Circumstances
"The more spiritual the thought, the more harmonious the circumstances"
Usage differs in regard to the prepositions employed in the phrases "under the circumstances" and "in the circumstances." But ordinarily, mortals are more interested in the "circumstances" than they are in usage.
In our human experience, circumstances appear to be either good or bad, pleasant or unpleasant, desirable or unwanted, promising greater good or predicting evil. How are circumstances formed? Does some element of chance enter into their formation? Do circumstances control mortals, or does thought control circumstances? Is a mortal in or under circumstances, or are these included in mortal thought?
In "Science and Health with Key to the Scriptures," Mary Baker Eddy, the Discoverer and Founder of Christian Science, throws light upon these questions as explained in Christian Science. Our Leader writes (pp. 86, 87): "Mortal mind sees what it believes as certainly as it believes what it sees. It feels, hears, and sees its own thoughts. Pictures are mentally formed before the artist can convey them to canvas. So is it with all material conceptions."
There is the familiar saying that "circumstances alter cases." But as thought turns to the life and works of Christ Jesus, one sees that the Master did not allow circumstances to alter his spiritually scientific view of all things. Circumstances can be different; but Truth, regardless of seeming circumstances, remains forever the same.
On the occasion of Jesus' stilling of the storm at sea, he was asleep "in the hinder part of the ship" when a great storm arose. He was called and immediately "rebuked the wind, ... and there was a great calm" (Mark 4:38, 39). Here were circumstances portending disaster, but the Master did not allow them to alter his understanding of the eternal fact of the omnipresence and omnipotence of divine Love.
And there were the circumstances of the man with the withered hand that Jesus healed. These circumstances did not alter in the slightest the power and the presence of the healing and saving Christ, Truth (see Matt. 12:10-13).
And in still another set of circumstances in which money was demanded, Jesus instructed Peter to cast a hook into the sea and take a piece of money from the mouth of the first fish caught; thus a need was met (see Matt. 17:27).

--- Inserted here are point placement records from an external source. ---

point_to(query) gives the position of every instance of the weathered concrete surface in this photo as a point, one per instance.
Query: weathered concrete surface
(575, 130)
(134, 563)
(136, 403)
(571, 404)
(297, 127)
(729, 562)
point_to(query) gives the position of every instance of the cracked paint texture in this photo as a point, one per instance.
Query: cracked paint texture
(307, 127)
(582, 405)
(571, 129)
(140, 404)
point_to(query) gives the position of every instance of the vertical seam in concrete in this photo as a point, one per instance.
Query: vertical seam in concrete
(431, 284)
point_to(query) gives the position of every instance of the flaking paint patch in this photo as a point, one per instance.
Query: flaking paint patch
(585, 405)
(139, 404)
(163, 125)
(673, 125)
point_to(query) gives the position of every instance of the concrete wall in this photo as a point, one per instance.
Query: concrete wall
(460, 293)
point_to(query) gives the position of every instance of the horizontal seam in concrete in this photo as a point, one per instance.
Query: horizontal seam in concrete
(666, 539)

These three sets of circumstances were entirely different, but Jesus applied the same divine law in dealing with them. Mrs. Eddy tells us that we may safely lean upon God under all conditions. She writes in Science and Health (p. 319), "Having faith in the divine Principle of health and spiritually understanding God, sustains man under all circumstances."

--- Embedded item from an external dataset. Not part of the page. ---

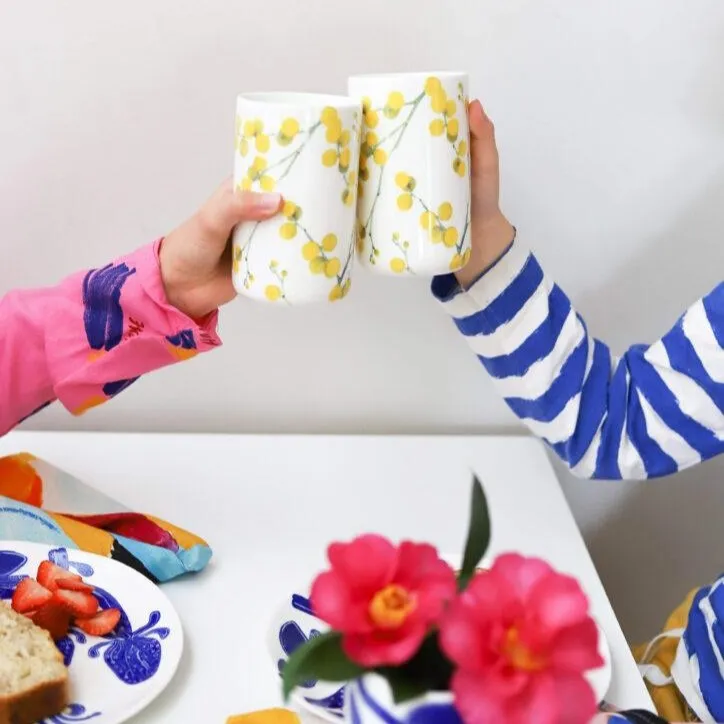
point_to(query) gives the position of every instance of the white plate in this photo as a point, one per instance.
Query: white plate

Mortals may be tempted sometimes to believe that their circumstances are peculiar to them alone and that the conditions others may have to face are different and perhaps are less serious and difficult. They begin, therefore, to admit that some conditions are more real than others and hence more difficult to heal, or to meet. According to Christian Science, all error is unreal. It makes no difference whether it is called small or large, minor or major. All that in any way misrepresents the true and perfect nature of God is unreal and untrue.

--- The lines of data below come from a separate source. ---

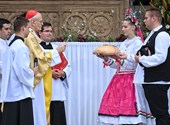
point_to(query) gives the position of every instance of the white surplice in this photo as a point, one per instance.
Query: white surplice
(17, 77)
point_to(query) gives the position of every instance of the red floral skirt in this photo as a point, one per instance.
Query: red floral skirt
(119, 98)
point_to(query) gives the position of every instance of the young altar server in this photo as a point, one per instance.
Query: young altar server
(18, 79)
(59, 82)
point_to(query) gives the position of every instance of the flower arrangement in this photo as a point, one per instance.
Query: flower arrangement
(77, 37)
(164, 6)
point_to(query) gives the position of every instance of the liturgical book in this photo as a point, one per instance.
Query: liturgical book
(63, 63)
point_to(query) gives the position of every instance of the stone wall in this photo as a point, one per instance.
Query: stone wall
(101, 17)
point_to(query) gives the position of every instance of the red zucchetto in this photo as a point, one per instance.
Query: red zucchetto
(30, 14)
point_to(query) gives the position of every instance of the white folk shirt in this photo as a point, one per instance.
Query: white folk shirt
(162, 43)
(130, 47)
(17, 77)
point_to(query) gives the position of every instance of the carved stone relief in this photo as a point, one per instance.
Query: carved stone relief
(99, 18)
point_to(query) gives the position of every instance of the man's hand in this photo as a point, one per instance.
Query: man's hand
(61, 48)
(122, 56)
(137, 57)
(105, 58)
(57, 73)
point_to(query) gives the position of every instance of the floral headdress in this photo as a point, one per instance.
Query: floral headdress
(129, 14)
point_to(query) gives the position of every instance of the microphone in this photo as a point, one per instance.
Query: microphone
(35, 62)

There is no divine justification for believing that some errors are greater, or more serious, than others. Error is nothing, absolutely nothing. It has no degrees of reality whatever.
Circumstances claim to influence the lives of mortals more, perhaps, than is realized. It is rather common to hear someone mention that circumstances are beyond his control. To the extent that circumstances are evil, they deny the omnipresence and omnipotence of God, good. Man is not subject to any power apart from God. Christian Science declares that there is no other power. Evil circumstances do not proceed from God; and because God is the creator of all that exists, evil circumstances do not exist, and man is neither influenced nor affected by the belief that they do.
Circumstances are the creatures of thought. The more spiritual the thought, the more harmonious the circumstances. Man was given dominion over all the earth, the dominion of understanding. This dominion was not over everything with the exception of circumstances; it was over all.
One who understands this speaks to error with divine authority. This authority comes from Truth, which yields its power to nothing else. Truth is irreversible, irrevocable, uncompromising, unending. It is not affected in the least by material time, so-called mortal laws, beliefs, conditions, or circumstances. God, Truth, is forever expressed by that which is true. The sum total of the expression of Truth is the Christ that includes the right idea of everything. It includes the true nature of man and is individually expressed by God's offspring.
Are we claiming by our reflection of Truth dominion over all that limits or restricts good? Are we accepting evil circumstances as something imposed upon us from which we either must extricate ourselves or pay penalties? There is no circumstance or condition, no matter how disturbing or frightening it may suggest itself to be, in which the healing, redeeming Christ is not already present. Man is never outside, or out of reach of, the divine all-presence. God's Christ is here and there, is everywhere, awakening us from every dream of error.
One who demonstrates the power of divine Love speaks with authority to every claim of error, stands unmoved by evil's claims of erroneous conditions or circumstances, and, with clear eye and thought, views existence through the lens of Spirit beholding all in Christian Science; and by so doing he needs but to maintain these divine facts of being, unwaveringly, and whatever the battle may be, he will win.